Excellent link Knut. It was NOT a hack and not the work of "anonymous:" the entire kerfuffle was based on one tweet from some guy claiming it was the work of "anonymous."


----------



## krs (Feb 29, 2008)

Well lownote, although I posted the link and the comment, I'm not so sure this is actually true. 
I have no doubt that the Inquirer quoted GoDaddy's "official statement" statement correctly, but is that REALLY what happened. 

Not impossible, I have seen some pretty bad screw ups lately on the data processing side by very large corporations, but if this really was some external attack by whoever, I doubt that GoDaddy would admit that. 
If I was a business hosting with GoDaddy I would seriously consider moving my site to another host the first opportunity I got. 

I can relate to and accept outages due to internal problems, equipment failur, power issues, even programming and configuration issues, but if a large, huge in this case, internet corporation's servers are brought to their knees by any individual, I think there is a problem. 

It'll be interesting what else gets published on this issue over the next few days - I don't think we have heard the end of it yet - even though the issue was relatively short lived, it affected an awful lot of people. 

Knut


----------



## Randy Stone (Jan 2, 2008)

GoDaddy says it wasn't a Hack 

Per NBC News: 

Web-hosting giant GoDaddy says its service was "fully restored" by 4 p.m. PT Monday, and that despite a purported member of Anonymous taking credit for the outage, it was "not caused by external influences." 

"It was not a 'hack' and it was not a denial of service attack (DDoS)," wrote Scott Wagner, interim CEO of Go Daddy, in a statement Tuesday, but rather was tied to a "series of internal network events that corrupted router data tables. 

"Once the issues were identified, we took corrective actions to restore services for our customers and GoDaddy.com.

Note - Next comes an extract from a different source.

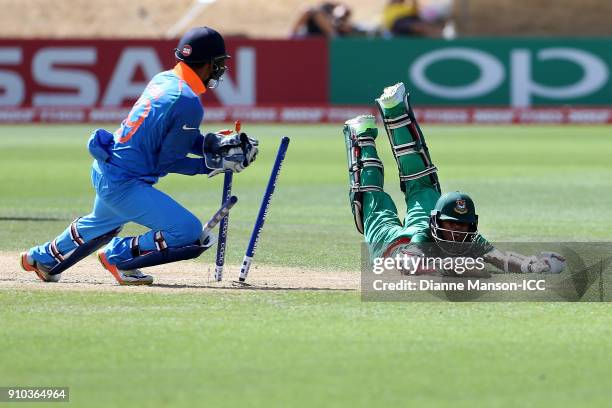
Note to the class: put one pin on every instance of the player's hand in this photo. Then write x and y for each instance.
(546, 262)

We have implemented measures to prevent this from occurring again." 

As the company stressed Monday, "At no time was any customer data at risk or were any of our systems compromised."


----------



## Greg Elmassian (Jan 3, 2008)

I used the term "name servers" incorrectly, but was hoping to get the meaning across to non-technical types. 

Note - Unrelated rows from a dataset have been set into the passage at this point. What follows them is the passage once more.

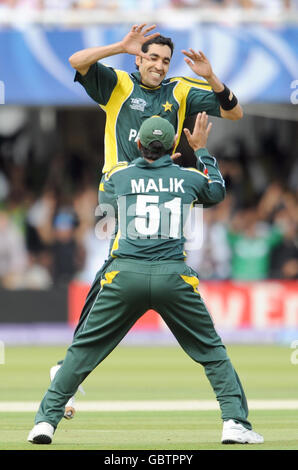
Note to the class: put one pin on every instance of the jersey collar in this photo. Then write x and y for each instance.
(161, 162)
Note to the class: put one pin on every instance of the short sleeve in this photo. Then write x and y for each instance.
(99, 82)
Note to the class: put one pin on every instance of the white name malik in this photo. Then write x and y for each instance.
(153, 459)
(172, 185)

My domain is registered at godaddy, so all the nameservers go back to godaddy to know the public address of elmassian.com ... that part was not working. 

Dunno if it was a DOS or their network crashed or whatever. All this part does is serve the public ip address for domain names... it's where my DNS records are kept... the public nameservers use this information. 

so to be clear, the location of elmassian.com is defined at godaddy.com ... but my primary nameserver is not there at godaddy... so elmassian.com kept working... 

others that had their DNS records at godaddy and used godaddy as their primary nameserver got had. 

Bottom line, this part of godaddy is not really compute intensive, and is probably just a few machines.... thus by throwing a lot of requests for domain name resolution at them, probably locked them up... but that's just a guess... 

Basically you did not lose a town, just the directions to it... 

Greg


----------



## Tom Ruddell (Jan 9, 2008)

Ironic that the Bethlehem Central Railroad has been taken down but its GoDaddy website is still up and working. 

Tom Ruddell
www.gardenrailwayministry.com


----------